Wood vs. Corn/Pellet vs. Gas fireplaces; any one best for seconda

zuren
17 years ago

This seems to be a reoccuring topic, but I haven't found any that included gas as an option.

I'm 28 and I just moved into my first house (1400 sq. ft. ranch w/ basement) out in the country and I'm looking at installing a secondary heat source. I grew up with forced air furnace and 2 woodstoves for the weekends or power outages, but we had 20 acres of heavily wooded land. I have the problem of no trees on my lot, so wood needs to be delivered and I need to buy/maintain a chainsaw. I also need to install a chimney beyond purchasing the stove, so there is a fair amount of cost involved to do it correctly. I am younger and do want a chainsaw anyway (for cutting shooting lanes for deer hunting on my buddy's property) so the manual labor wouldn't be that bad.

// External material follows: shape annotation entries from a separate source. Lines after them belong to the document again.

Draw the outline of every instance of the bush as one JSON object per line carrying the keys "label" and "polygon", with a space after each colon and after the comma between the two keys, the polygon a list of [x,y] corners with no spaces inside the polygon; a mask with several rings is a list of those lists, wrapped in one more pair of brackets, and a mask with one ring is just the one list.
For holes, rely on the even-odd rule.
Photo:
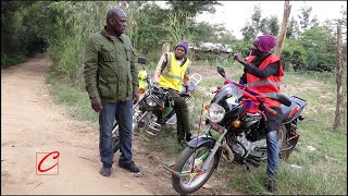
{"label": "bush", "polygon": [[10,68],[15,64],[21,64],[26,61],[26,57],[24,54],[15,54],[15,56],[7,56],[1,53],[1,69]]}

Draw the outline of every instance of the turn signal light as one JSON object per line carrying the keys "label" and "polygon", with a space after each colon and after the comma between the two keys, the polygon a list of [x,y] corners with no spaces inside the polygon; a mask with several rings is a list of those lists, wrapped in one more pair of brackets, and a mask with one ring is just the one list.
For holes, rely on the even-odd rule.
{"label": "turn signal light", "polygon": [[235,120],[232,122],[233,127],[239,127],[240,126],[240,121],[239,120]]}

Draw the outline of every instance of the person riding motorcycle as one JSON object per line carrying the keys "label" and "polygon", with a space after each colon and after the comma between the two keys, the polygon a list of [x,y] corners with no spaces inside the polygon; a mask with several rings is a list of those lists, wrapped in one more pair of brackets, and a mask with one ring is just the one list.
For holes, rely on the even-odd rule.
{"label": "person riding motorcycle", "polygon": [[[279,84],[284,76],[281,60],[270,50],[276,45],[272,35],[262,35],[253,40],[250,57],[245,61],[240,53],[235,53],[235,60],[245,66],[239,84],[247,85],[263,95],[281,93]],[[278,138],[277,132],[282,123],[283,112],[278,101],[266,98],[264,102],[268,107],[276,111],[276,115],[265,112],[268,118],[268,168],[269,176],[268,191],[276,191],[276,177],[278,172]]]}
{"label": "person riding motorcycle", "polygon": [[[179,145],[185,145],[191,138],[188,107],[182,97],[183,95],[190,96],[188,89],[190,60],[186,57],[187,51],[188,42],[186,40],[179,41],[174,52],[166,52],[161,57],[153,77],[154,84],[167,90],[171,97],[174,98],[174,110],[177,119],[177,142]],[[185,86],[184,90],[183,85]],[[161,123],[161,113],[158,114],[158,122]]]}

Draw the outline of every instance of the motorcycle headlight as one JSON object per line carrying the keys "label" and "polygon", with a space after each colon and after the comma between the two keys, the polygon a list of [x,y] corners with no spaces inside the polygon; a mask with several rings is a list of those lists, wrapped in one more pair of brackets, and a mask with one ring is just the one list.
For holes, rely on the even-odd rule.
{"label": "motorcycle headlight", "polygon": [[148,106],[150,106],[150,107],[156,107],[156,102],[152,100],[152,97],[151,96],[149,96],[149,97],[147,97],[146,98],[146,103],[148,105]]}
{"label": "motorcycle headlight", "polygon": [[209,107],[209,119],[214,123],[220,123],[225,117],[225,109],[216,103]]}

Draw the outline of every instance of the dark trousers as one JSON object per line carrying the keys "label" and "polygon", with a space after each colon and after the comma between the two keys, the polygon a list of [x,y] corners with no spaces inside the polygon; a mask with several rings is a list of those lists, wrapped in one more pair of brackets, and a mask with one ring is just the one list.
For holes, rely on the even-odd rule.
{"label": "dark trousers", "polygon": [[105,167],[111,167],[113,163],[112,126],[115,119],[119,122],[120,134],[121,157],[119,159],[119,162],[129,163],[132,161],[132,100],[119,102],[102,102],[102,110],[99,114],[99,151],[101,162]]}
{"label": "dark trousers", "polygon": [[167,91],[174,98],[174,110],[177,119],[177,139],[181,142],[185,139],[185,136],[190,136],[188,107],[185,99],[178,95],[178,91],[174,89],[167,89]]}

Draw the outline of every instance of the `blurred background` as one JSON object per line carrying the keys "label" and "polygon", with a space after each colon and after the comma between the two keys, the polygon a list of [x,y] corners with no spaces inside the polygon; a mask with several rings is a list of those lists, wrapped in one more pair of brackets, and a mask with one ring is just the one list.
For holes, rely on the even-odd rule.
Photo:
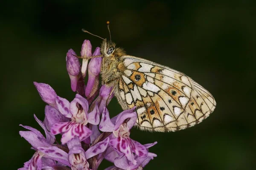
{"label": "blurred background", "polygon": [[[201,123],[175,133],[134,129],[142,144],[157,141],[145,170],[253,170],[256,165],[255,1],[249,0],[5,1],[0,11],[2,169],[23,166],[34,151],[19,124],[41,129],[45,104],[33,81],[50,85],[71,101],[65,57],[112,40],[129,55],[184,73],[210,91],[215,111]],[[121,111],[116,99],[111,116]],[[104,161],[99,169],[111,164]],[[253,167],[254,167],[253,168]]]}

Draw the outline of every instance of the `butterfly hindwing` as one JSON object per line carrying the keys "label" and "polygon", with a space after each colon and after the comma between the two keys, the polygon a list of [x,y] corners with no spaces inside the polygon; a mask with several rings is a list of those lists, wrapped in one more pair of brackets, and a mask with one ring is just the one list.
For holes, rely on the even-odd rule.
{"label": "butterfly hindwing", "polygon": [[115,95],[123,109],[136,106],[140,128],[185,129],[201,122],[215,108],[211,94],[183,73],[140,58],[122,58]]}

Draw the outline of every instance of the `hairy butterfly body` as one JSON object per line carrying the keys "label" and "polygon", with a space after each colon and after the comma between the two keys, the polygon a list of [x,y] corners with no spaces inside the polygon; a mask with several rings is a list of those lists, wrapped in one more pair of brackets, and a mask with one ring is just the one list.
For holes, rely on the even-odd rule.
{"label": "hairy butterfly body", "polygon": [[101,52],[102,84],[113,87],[123,109],[136,106],[137,124],[141,130],[186,129],[201,122],[215,108],[210,93],[182,73],[127,55],[105,39]]}

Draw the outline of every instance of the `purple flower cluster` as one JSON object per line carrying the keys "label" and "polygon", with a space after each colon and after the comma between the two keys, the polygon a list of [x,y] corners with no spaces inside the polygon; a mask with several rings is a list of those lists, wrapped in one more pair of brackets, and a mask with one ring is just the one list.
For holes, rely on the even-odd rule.
{"label": "purple flower cluster", "polygon": [[[99,47],[92,54],[91,50],[90,41],[84,40],[81,56],[100,55]],[[89,64],[88,60],[83,59],[81,66],[76,56],[72,49],[67,54],[71,89],[77,93],[71,102],[58,96],[49,85],[34,82],[47,104],[44,122],[34,115],[46,137],[33,128],[20,125],[29,130],[20,134],[35,153],[18,170],[97,170],[104,159],[114,164],[105,170],[142,170],[157,156],[148,148],[157,142],[143,145],[130,138],[137,119],[135,108],[110,118],[106,106],[113,97],[112,88],[99,87],[102,57],[93,58]],[[58,134],[61,144],[55,139]]]}

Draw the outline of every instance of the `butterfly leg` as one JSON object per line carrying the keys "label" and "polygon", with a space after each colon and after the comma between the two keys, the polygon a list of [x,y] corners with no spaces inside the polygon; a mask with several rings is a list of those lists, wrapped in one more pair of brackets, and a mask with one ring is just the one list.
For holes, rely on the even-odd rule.
{"label": "butterfly leg", "polygon": [[[118,79],[118,78],[115,79],[112,81],[116,80],[117,79]],[[108,95],[108,98],[107,99],[107,100],[106,100],[106,106],[107,106],[108,105],[108,99],[109,99],[109,98],[110,97],[111,95],[112,95],[112,94],[114,92],[115,88],[116,87],[116,85],[118,83],[118,81],[116,81],[116,83],[115,83],[115,85],[113,86],[113,88],[112,88],[112,89],[111,91],[111,92],[110,92],[109,94]]]}
{"label": "butterfly leg", "polygon": [[99,56],[92,56],[92,57],[80,57],[80,56],[76,56],[76,55],[74,55],[74,54],[72,54],[72,55],[73,55],[74,56],[75,56],[76,57],[78,58],[81,58],[81,59],[88,59],[88,60],[91,59],[93,58],[102,57],[104,57],[104,56],[103,56],[102,55],[100,55]]}

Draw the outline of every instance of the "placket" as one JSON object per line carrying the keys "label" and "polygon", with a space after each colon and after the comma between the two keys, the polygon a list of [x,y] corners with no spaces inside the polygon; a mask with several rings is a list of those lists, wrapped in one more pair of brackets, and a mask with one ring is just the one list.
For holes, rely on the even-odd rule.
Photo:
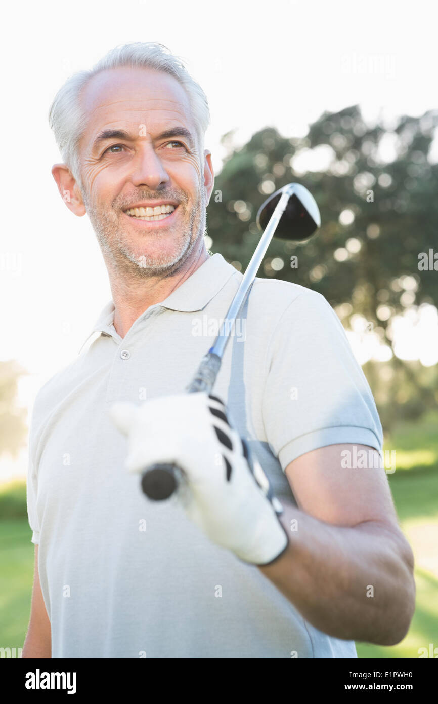
{"label": "placket", "polygon": [[[141,370],[142,368],[147,370],[147,359],[144,346],[139,344],[139,334],[141,332],[146,338],[150,326],[153,325],[155,317],[164,310],[158,303],[148,308],[117,344],[107,386],[106,404],[118,401],[141,403]],[[140,355],[141,359],[139,360]]]}

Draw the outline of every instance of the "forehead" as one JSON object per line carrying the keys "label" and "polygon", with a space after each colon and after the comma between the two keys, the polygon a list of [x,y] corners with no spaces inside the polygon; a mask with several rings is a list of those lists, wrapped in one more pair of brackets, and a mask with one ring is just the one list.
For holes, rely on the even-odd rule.
{"label": "forehead", "polygon": [[173,76],[140,67],[101,71],[86,84],[80,102],[86,118],[83,142],[116,124],[146,125],[148,131],[183,123],[193,126],[188,97]]}

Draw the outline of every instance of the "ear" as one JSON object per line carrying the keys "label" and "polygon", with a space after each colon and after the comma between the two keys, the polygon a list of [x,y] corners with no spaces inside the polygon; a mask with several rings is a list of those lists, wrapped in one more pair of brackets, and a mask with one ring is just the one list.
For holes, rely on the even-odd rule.
{"label": "ear", "polygon": [[205,189],[205,202],[207,206],[210,201],[213,187],[214,185],[214,172],[212,163],[212,153],[208,149],[204,150],[204,188]]}
{"label": "ear", "polygon": [[81,189],[65,164],[53,164],[52,176],[64,203],[75,215],[81,218],[86,213]]}
{"label": "ear", "polygon": [[109,409],[109,415],[114,425],[124,435],[129,435],[135,422],[136,406],[127,401],[113,403]]}

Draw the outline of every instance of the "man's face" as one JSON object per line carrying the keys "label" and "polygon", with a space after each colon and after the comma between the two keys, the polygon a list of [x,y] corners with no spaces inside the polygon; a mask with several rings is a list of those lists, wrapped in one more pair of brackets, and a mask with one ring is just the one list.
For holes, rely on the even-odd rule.
{"label": "man's face", "polygon": [[205,234],[213,187],[184,89],[167,74],[120,68],[92,78],[81,103],[82,195],[105,258],[136,275],[172,273]]}

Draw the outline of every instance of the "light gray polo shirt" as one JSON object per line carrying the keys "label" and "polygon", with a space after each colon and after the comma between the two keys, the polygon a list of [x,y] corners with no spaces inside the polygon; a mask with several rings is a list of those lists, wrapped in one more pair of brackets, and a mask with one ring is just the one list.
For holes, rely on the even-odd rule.
{"label": "light gray polo shirt", "polygon": [[[124,339],[110,301],[80,354],[37,394],[27,507],[53,658],[356,657],[352,641],[314,628],[257,567],[211,543],[176,496],[148,501],[123,468],[127,439],[110,406],[183,392],[241,279],[211,256]],[[255,279],[214,391],[281,500],[295,504],[284,470],[304,453],[335,443],[381,450],[342,326],[304,287]]]}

Corn/pellet stoves are an interesting idea, but they seem to be pretty expensive unless you use them as a full-time heating option to get your return on investment. Install would be easy but they do not appear to work, or work very long, during a power outage. Is this correct? I also don't have the storage capacity to buy in bulk and the cost I've heard is $8/100# bag. I need to check into this more.

Probably the easiest option is a gas stove. I have propane, the pipe is T-ed off near where I would want it, I could do the rest of the pipe install (minus the hookup) myself, can install the vent myself, they work with the power out, light with a match and don't cost as much as the 2 options above. Propane will cost me between $1.44-1.69/gal. this winter but it's a petroleum product, mostly likely derived from the Middle East (not keen on this).

These are my priorities:

1. Can operate 2+ days w/ no electricity

2. Low overall cost

3. Efficient

It pains me to eliminate the corn/pellet stove as I like the idea of using a clean, renewable, non-Middle East derived product, but for something I just want there as a backup for when I'm working or entertaining in the basement, or when the power is out and I need to keep the house at a reasonable temp., the cost seems a bit much and may not suit my needs.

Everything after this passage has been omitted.